“It’s Been a Real Joy”: Popular Baltimore Deacon Retires

From the Catholic Review in Baltimore:

Deacon Charles H. Hiebler spent his college years in seminary – first at St. Charles College Seminary in Catonsville, then at Mount St. Mary’s Seminary in Emmitsburg. He decided to leave after his first year of theology.

“For me personally, I felt I could do more for people without a Roman collar around my neck,” he said.

Looking back on his career, he thinks he was right – although he did receive Holy Orders to join the diaconate in 1984.

He worked for 20 years for the Boy Scouts of America, spent several years in parish work, and is now retiring after more than a decade assisting an auxiliary bishop – first Bishop W. Francis Malooly, now bishop of Wilmington, Del., and then Bishop Mitchell T. Rozanski, vicar of the Seton Vicariate.

Deacon Hiebler’s retirement from the position as assistant pastoral planner to the Seton Vicar was effective July 1. The retirement does not affect his diaconate ministry at the Cathedral of Mary Our Queen in Homeland.

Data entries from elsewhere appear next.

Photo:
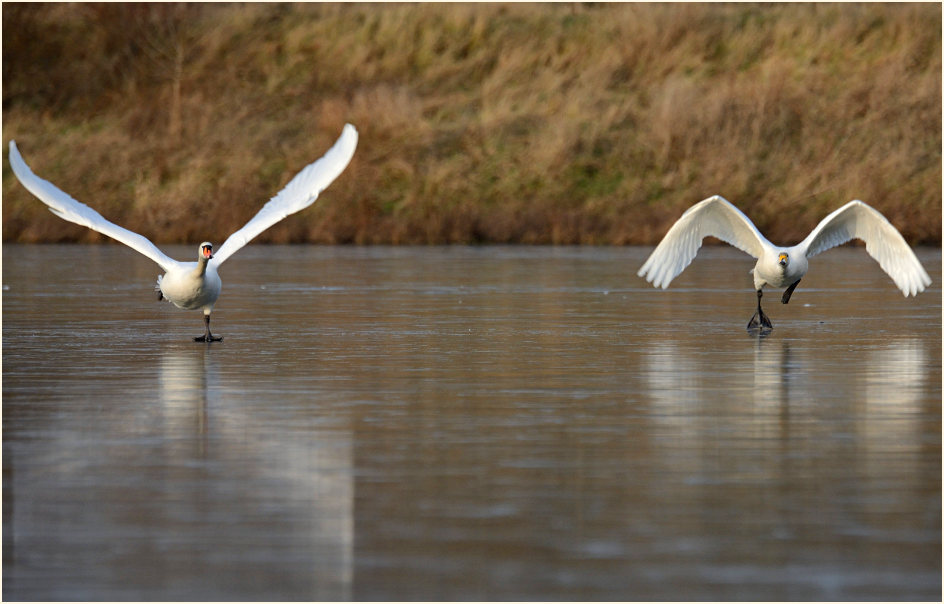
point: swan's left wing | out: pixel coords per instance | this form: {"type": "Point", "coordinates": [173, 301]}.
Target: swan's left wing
{"type": "Point", "coordinates": [69, 209]}
{"type": "Point", "coordinates": [298, 194]}
{"type": "Point", "coordinates": [857, 220]}
{"type": "Point", "coordinates": [715, 216]}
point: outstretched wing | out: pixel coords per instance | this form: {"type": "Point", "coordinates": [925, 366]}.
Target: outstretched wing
{"type": "Point", "coordinates": [715, 216]}
{"type": "Point", "coordinates": [857, 220]}
{"type": "Point", "coordinates": [298, 194]}
{"type": "Point", "coordinates": [69, 209]}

His work for the Seton Vicariate was something he thoroughly enjoyed, but he wants to spend more time with family and travel while in good health, he said.

Members of Immaculate Heart of Mary in Baynesville, Deacon Hiebler, 69, and his wife, Joyce, have three children and seven grandchildren.

When Deacon Hiebler joined the Catholic Center staff in 2002, there were three vicariates, or geographical subdivisions, within the archdiocese: Eastern, Western and Urban. They were reorganized in 2008, becoming the St. John Neumann Vicariate, which includes Baltimore City, Baltimore County and Harford County; and the St. Elizabeth Ann Seton Vicariate, which includes, from west to east, Garrett, Allegany, Washington, Frederick, Carroll, Howard and Anne Arundel Counties.

With the transition, Deacon Hiebler, who worked in the Western Vicariate, assumed duties for the Seton Vicariate, tending to parishes from the mountains to the Chesapeake Bay.

“It’s been a real pleasure to work with the many lay people in the parishes these many years,” Deacon Hiebler said. “It’s been a real joy.”